$f,g$ are two permutations of set $X=\{1,\dots,n\}$. We say $f,g$ have common points iff there is a $k\in X$ that $f(k)=g(k)$. a) If $m>\frac{n}{2}$, prove that there are $m$ permutations $f_{1},f_{2},\dots,f_{m}$ from $X$ that for each permutation $f\in X$, there is an index $i$ that $f,f_{i}$ have common points. b) Prove that if $m\leq\frac{n}{2}$, we can not find permutations $f_{1},f_{2},\dots,f_{m}$ satisfying the above condition.
Problem
Source: Iranian National Olympiad (3rd Round) 2002
Tags: graph theory, combinatorics proposed, combinatorics
julien_santini
08.10.2006 17:10
a) is easy, take $f_{1}=Id$, $f_{2}=Id+1$, $f_{k}=Id+k-1$, where the equalities are understood to be modulo $n+1$. What about b) ?
julien_santini
09.10.2006 12:31
This is, indeed, very nice ! Are Iranian olympiads competitors supposed to know of such a theorem ?
Omid Hatami
09.10.2006 12:37
In that time there were supposed to know P. Hall Theorem.
mikeynot
10.10.2006 01:49
Can explain part b) more?
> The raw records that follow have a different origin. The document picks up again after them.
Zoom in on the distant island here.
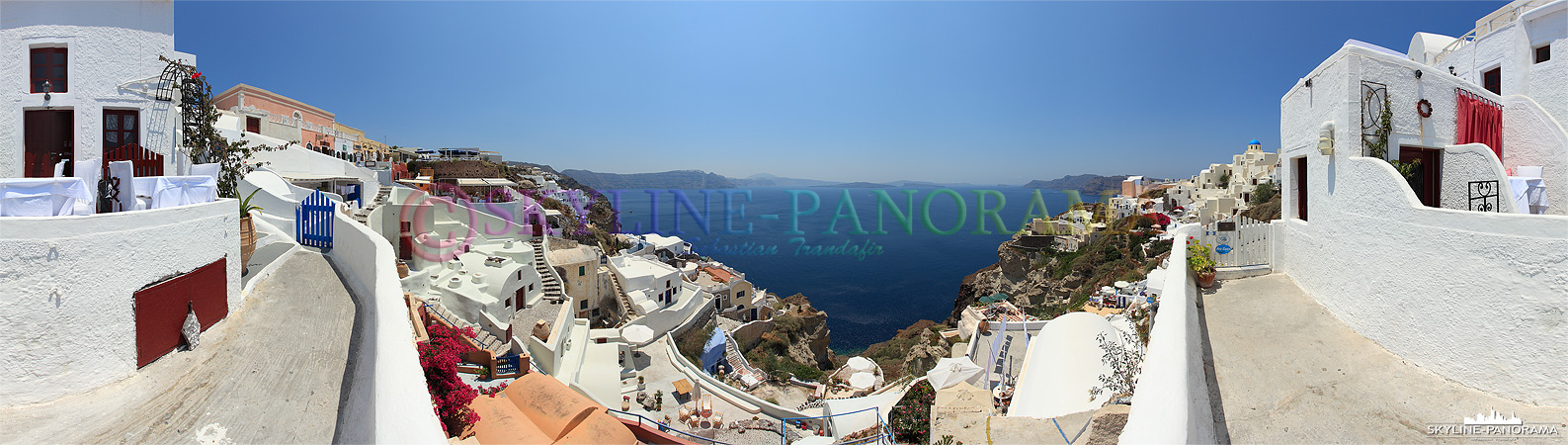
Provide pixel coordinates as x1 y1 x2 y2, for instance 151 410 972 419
1024 174 1129 193
561 169 735 190
812 182 897 188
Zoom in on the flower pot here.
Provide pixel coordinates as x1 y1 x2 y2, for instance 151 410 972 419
240 215 256 274
1195 271 1213 289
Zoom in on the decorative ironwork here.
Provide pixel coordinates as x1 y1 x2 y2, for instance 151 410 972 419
152 61 181 102
1469 180 1502 212
99 175 124 213
1362 80 1387 155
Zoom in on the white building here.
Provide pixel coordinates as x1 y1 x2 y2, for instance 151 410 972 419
1272 0 1568 404
0 2 243 405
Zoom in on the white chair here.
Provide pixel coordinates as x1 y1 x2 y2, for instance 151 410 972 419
192 163 222 179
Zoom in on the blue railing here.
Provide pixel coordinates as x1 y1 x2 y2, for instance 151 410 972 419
606 407 732 445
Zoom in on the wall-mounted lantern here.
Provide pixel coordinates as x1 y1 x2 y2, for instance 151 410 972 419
1317 121 1335 156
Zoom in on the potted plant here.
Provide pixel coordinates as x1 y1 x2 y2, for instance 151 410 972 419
1187 236 1215 289
240 188 262 274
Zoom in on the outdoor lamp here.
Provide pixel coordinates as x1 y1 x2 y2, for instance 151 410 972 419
1317 121 1335 156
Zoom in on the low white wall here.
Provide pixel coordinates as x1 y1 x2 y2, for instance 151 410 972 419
0 199 241 405
1273 155 1568 405
1443 144 1513 211
326 203 447 443
1119 225 1215 443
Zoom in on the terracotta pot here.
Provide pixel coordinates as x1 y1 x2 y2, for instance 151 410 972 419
1194 273 1213 289
240 215 256 273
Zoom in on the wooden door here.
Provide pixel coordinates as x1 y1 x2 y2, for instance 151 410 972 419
1399 147 1443 207
1295 156 1306 221
22 110 75 177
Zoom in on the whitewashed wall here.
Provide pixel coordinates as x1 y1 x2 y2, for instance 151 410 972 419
1119 225 1215 443
0 2 196 179
1274 47 1568 404
1502 96 1568 215
326 207 446 443
0 200 241 405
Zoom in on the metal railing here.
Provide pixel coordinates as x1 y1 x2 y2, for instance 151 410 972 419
1432 0 1552 66
606 407 732 445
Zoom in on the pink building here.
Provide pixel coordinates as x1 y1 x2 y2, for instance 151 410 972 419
214 83 339 155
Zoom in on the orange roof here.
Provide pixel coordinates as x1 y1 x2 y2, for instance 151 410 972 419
469 373 636 443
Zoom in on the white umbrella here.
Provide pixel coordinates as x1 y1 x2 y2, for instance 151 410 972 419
620 324 654 343
845 357 876 372
850 373 876 389
925 357 985 389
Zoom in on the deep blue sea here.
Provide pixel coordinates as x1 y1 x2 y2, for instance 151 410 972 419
606 187 1093 351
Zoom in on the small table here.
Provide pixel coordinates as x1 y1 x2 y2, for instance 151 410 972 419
0 177 96 217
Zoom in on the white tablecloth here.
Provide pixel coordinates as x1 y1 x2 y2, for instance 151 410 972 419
0 177 94 217
1509 175 1549 213
134 175 218 209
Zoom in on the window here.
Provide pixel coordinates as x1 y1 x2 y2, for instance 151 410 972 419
104 108 141 149
1293 156 1306 221
32 48 67 92
1482 66 1502 94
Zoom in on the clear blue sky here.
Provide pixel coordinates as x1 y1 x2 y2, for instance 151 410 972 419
174 2 1506 185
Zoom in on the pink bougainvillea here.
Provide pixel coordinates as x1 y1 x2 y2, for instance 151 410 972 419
419 324 480 435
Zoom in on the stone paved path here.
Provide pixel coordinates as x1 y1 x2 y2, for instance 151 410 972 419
0 251 355 443
1199 273 1568 443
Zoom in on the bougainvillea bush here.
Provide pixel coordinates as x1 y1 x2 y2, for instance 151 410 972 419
419 324 480 435
887 381 936 443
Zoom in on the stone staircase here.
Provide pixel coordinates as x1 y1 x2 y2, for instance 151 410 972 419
724 330 767 391
428 303 511 356
529 238 566 303
350 187 392 225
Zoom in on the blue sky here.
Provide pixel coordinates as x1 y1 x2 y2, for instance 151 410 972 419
176 2 1506 185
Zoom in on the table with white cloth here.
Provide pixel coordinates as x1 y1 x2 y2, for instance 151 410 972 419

Thanks.
julien_santini
10.10.2006 05:09
Consider the bipartite graph whose bipartitions are $\{1,\dots,n\}$. Two vertices $x$ and $y$ (one in each bipartition resp.) are connected if and only if $\forall k, y \neq f_{k}(x)$. Now since $m\leq \frac{n}{2}$, Hall's condition is satisfied and you can find a perfect matching, i.e a permutation satisfying the required properties.